Le projet de gazoduc Nord Stream 2 entre la Russie et l’Allemagne, une remise en cause de l’Alliance atlantique ?

gazoduc Nord Stream 2 entre la Russie et l’Allemagne
 
« Quand on parle de solidarité européenne, j’en profite pour rappeler que cette solidarité est noyée au fond de la mer Baltique où l’on construit le gazoduc Nord Stream », expliquait en mai le député polonais au Parlement européen Ryszard Czarnecki. Or si le projet Nord Stream 2 est mené à bien, il doublera la capacité de ce gazoduc reliant la Russie à l’Allemagne par la mer. Après un report lié à un avis défavorable de l’autorité de la concurrence polonaise, le projet semble avoir été remis sur les rails grâce à un nouveau montage financier impliquant cinq grosses compagnies européennes : les Allemands Uniper et Wintershall, l’Autrichien OMV, le Français Engie et l’Anglo-néerlandais Shell. En 2016, huit gouvernements d’Europe centrale et orientale s’opposaient dans une lettre au président de la Commission européenne à ce projet qui pourrait avoir « des conséquences géopolitiques potentiellement déstabilisantes ». Aujourd’hui, ce n’est plus seulement la solidarité européenne qui est remise en cause par le pacte gazier germano-russe, mais c’est aussi l’Alliance atlantique après que le Sénat américain a donné son feu vert à des sanctions contre les compagnies qui prendront part au projet Nord Stream 2 (dans le cadre des sanctions contre la Russie). Un feu vert au président Donald Trump qui doit encore être approuvé par la Chambre des Représentants mais qui a déjà suscité une réaction enragée du ministre des Affaires étrangères allemand Sigmar Gabriel et du chancelier autrichien Christian Kern.
 

Le gazoduc Nord Stream permet à la Russie d’exercer des pressions sur l’Ukraine et sur certains pays membres de l’Alliance atlantique

 
En 2006, le ministre de la Défense polonais Radosław Sikorski avait comparé l’accord Nord Stream signé entre Berlin et Moscou au pacte Ribbentrop-Molotov d’août 1939. Aujourd’hui, c’est la Pologne qui est à la tête du combat des nations d’Europe centrale et orientale contre le doublement de la capacité de ce gazoduc.
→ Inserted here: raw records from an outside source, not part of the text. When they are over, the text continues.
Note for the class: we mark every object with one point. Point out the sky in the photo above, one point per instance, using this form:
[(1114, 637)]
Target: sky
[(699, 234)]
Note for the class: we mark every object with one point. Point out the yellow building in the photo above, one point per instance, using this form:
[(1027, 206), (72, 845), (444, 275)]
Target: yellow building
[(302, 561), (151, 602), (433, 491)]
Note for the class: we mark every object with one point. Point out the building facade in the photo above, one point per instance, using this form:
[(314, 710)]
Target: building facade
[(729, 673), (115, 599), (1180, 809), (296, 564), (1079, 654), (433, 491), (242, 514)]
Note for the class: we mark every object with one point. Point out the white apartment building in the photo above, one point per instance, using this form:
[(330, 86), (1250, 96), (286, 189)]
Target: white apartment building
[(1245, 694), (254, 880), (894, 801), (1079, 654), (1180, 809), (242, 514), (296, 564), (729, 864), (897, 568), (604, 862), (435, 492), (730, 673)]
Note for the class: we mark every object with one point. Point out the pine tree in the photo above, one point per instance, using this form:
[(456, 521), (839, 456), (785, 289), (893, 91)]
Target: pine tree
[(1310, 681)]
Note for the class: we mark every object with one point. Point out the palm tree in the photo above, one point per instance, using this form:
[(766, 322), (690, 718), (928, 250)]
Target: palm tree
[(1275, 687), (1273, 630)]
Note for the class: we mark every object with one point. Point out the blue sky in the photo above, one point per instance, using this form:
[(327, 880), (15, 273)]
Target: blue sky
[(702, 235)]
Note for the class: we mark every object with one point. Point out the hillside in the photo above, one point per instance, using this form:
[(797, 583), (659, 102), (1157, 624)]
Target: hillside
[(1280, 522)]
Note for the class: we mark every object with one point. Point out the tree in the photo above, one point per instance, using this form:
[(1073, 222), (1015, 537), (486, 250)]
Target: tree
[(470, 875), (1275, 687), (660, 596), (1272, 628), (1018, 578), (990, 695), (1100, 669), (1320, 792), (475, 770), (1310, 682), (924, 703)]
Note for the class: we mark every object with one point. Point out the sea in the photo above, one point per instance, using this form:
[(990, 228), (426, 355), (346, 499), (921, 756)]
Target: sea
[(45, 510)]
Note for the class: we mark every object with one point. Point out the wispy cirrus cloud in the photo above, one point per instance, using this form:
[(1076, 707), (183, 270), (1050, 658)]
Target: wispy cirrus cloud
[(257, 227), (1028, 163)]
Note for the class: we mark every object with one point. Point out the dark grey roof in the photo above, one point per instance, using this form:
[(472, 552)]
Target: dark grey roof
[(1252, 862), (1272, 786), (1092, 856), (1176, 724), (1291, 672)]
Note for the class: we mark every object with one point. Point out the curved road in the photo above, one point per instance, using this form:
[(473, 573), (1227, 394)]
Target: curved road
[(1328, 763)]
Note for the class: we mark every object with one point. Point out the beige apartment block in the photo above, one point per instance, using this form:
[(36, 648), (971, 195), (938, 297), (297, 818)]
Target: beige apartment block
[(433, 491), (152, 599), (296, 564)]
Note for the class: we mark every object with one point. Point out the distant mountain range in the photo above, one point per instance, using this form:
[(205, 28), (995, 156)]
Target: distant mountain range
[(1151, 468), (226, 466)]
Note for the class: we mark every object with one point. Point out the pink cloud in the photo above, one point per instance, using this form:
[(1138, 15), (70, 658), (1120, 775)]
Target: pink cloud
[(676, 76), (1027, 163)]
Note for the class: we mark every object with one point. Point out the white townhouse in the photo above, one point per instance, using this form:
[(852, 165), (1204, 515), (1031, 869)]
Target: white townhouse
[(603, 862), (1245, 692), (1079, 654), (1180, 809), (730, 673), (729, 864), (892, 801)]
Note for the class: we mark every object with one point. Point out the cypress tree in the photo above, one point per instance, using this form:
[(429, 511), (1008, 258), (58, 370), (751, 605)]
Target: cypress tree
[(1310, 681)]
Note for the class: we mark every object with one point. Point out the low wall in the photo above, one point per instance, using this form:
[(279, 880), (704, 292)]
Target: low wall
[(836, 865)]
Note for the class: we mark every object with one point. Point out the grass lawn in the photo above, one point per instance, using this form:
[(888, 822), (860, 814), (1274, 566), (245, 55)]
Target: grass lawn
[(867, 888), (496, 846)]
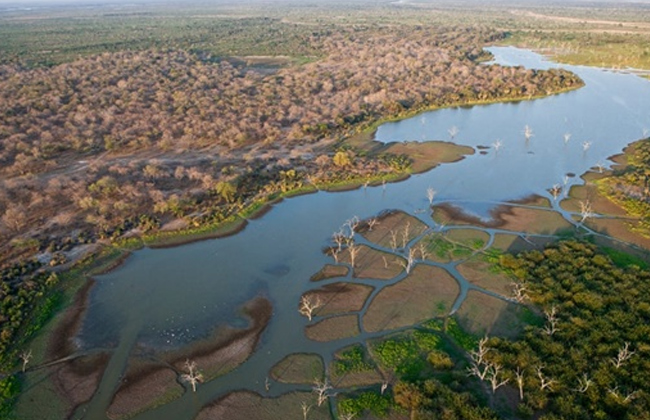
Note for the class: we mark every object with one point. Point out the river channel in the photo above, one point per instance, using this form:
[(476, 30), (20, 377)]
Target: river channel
[(167, 298)]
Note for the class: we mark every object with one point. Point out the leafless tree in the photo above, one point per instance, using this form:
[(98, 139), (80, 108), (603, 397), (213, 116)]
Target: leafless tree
[(352, 225), (556, 191), (543, 381), (584, 383), (528, 132), (519, 378), (453, 132), (322, 390), (393, 240), (354, 251), (405, 234), (519, 291), (431, 193), (308, 306), (493, 374), (586, 210), (624, 353), (339, 239), (305, 410), (410, 260), (25, 356), (384, 386), (424, 254), (551, 318), (193, 376)]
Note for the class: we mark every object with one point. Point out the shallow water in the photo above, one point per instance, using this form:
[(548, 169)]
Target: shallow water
[(168, 297)]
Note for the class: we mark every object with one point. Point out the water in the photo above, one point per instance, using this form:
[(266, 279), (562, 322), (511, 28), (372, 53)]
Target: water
[(166, 298)]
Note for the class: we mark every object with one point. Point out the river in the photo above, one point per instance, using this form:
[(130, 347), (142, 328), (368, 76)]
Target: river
[(166, 298)]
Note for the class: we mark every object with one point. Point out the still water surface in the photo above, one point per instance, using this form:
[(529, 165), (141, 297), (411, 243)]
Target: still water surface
[(166, 298)]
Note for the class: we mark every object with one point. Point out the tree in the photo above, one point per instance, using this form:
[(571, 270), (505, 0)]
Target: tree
[(341, 159), (409, 397), (193, 376), (308, 305)]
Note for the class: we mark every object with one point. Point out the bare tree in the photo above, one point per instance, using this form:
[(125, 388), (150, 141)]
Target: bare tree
[(453, 131), (308, 306), (384, 386), (528, 132), (193, 376), (322, 390), (493, 377), (424, 254), (556, 191), (584, 383), (519, 292), (25, 356), (585, 210), (354, 251), (624, 354), (551, 318), (497, 145), (405, 234), (543, 381), (408, 265), (519, 378), (431, 193), (305, 410), (393, 240)]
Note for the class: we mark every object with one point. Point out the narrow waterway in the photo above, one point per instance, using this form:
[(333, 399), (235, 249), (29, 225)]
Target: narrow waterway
[(167, 298)]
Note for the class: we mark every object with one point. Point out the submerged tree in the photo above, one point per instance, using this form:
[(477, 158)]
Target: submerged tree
[(193, 376)]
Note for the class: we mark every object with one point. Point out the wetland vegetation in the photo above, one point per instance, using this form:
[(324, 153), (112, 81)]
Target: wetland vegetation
[(124, 128)]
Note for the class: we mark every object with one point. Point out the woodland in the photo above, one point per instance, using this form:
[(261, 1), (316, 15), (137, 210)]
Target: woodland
[(126, 135)]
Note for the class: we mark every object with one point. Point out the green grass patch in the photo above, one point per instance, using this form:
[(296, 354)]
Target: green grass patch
[(368, 401), (623, 259), (463, 338)]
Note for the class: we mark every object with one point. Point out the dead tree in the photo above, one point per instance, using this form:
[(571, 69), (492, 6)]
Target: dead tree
[(519, 378), (556, 191), (424, 254), (393, 240), (528, 133), (193, 376), (584, 383), (322, 390), (431, 193), (493, 373), (543, 381), (25, 356), (354, 251), (305, 410), (519, 292), (551, 316), (585, 210), (405, 234), (308, 306), (497, 145), (624, 354)]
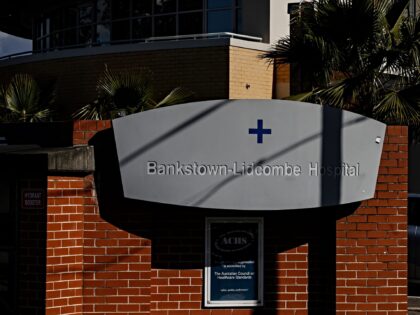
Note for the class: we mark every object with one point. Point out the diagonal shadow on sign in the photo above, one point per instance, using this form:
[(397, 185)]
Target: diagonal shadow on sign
[(198, 199), (124, 161)]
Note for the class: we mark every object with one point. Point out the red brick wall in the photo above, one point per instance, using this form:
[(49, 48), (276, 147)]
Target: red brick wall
[(84, 130), (371, 243), (139, 258)]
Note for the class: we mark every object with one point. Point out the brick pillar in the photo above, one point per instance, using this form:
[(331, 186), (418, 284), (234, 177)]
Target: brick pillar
[(372, 242)]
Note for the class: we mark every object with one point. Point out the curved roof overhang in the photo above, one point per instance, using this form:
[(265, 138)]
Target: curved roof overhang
[(16, 16)]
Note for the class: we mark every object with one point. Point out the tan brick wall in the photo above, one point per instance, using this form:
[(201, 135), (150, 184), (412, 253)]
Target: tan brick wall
[(202, 70), (210, 72), (282, 79), (249, 75)]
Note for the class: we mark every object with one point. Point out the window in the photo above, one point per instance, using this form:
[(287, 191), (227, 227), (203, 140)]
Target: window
[(100, 22), (190, 23), (165, 25), (142, 27), (219, 21), (120, 30), (165, 6), (142, 7)]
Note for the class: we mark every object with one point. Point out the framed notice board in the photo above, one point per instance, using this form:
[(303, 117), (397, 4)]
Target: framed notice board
[(234, 262)]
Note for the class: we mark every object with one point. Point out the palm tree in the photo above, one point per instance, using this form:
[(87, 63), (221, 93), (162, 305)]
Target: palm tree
[(127, 92), (361, 55), (22, 100)]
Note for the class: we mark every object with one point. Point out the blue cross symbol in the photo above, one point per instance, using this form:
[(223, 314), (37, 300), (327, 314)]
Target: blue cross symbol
[(259, 131)]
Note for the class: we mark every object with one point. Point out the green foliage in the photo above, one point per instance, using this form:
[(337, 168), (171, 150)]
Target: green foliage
[(127, 92), (361, 55), (22, 100)]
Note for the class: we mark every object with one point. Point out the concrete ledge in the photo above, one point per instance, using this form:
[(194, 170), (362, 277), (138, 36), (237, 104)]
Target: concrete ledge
[(71, 159), (137, 47)]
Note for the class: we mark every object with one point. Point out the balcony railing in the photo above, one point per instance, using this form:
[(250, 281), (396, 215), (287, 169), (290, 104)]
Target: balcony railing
[(138, 41)]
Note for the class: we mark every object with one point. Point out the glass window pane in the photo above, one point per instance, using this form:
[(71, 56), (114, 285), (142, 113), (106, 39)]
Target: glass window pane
[(120, 9), (239, 28), (142, 7), (165, 6), (103, 10), (191, 23), (219, 21), (55, 40), (85, 35), (103, 33), (121, 30), (4, 271), (85, 14), (165, 25), (185, 5), (142, 27), (56, 20), (70, 18), (70, 37), (214, 4), (4, 196)]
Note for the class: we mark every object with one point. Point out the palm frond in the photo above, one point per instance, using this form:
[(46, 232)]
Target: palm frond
[(22, 98), (394, 108)]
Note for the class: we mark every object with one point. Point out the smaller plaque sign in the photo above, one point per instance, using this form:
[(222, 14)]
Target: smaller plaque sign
[(234, 262), (33, 199)]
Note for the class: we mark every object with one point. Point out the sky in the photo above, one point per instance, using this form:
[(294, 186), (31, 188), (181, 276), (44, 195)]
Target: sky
[(10, 44)]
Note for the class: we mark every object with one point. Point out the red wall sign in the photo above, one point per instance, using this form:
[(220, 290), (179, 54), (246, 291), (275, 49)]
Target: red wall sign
[(33, 199)]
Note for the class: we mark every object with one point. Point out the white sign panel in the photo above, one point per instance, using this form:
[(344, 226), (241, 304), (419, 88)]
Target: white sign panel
[(249, 155)]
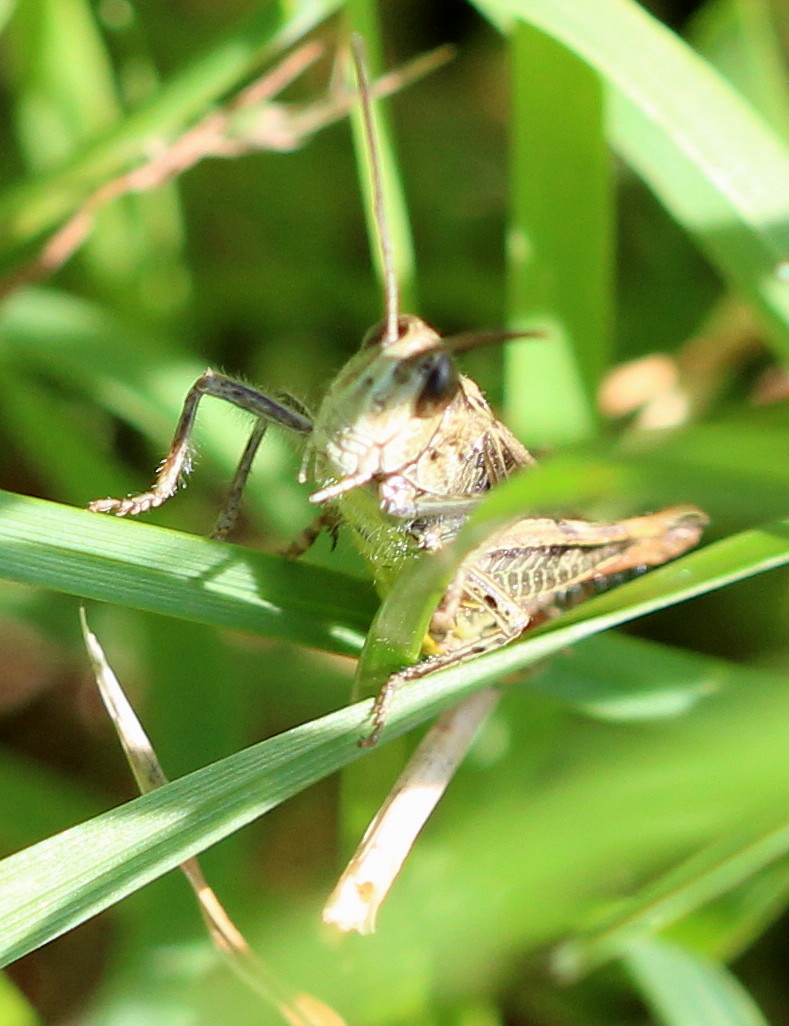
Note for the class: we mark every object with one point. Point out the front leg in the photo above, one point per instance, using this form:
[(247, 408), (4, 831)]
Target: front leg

Car comme l’écrivait le journal britannique The Telegraph le 21 juin, la construction du gazoduc Nord Stream 2 n’entraînera pas un accroissement des fournitures de gaz russe à l’Europe, puisqu’il s’agit uniquement, en dépit des considérations de protection de l’environnement et de sécurité, de faire passer au fond de la mer Baltique le gaz qui transite aujourd’hui par voie de terre par la Biélorussie et la Pologne d’une part et par l’Ukraine d’autre part. Cela permettra à la Russie d’utiliser plus facilement encore que jusqu’à présent son gaz comme arme politique contre les pays d’Europe centrale et orientale, en coupant ou en limitant l’approvisionnement de certains pays uniquement.
 
« Cette saga est un exemple cru de la manière dont Berlin s’empare de la machinerie européenne. Bruxelles met de côté les lois européennes pour le Nord Stream alors qu’elle les applique pour d’autres gazoducs comme le Yamal et le Southstream », reproche The Telegraph aux Allemands tout en s’interrogeant sur la loyauté de Berlin vis-à-vis de l’Alliance atlantique.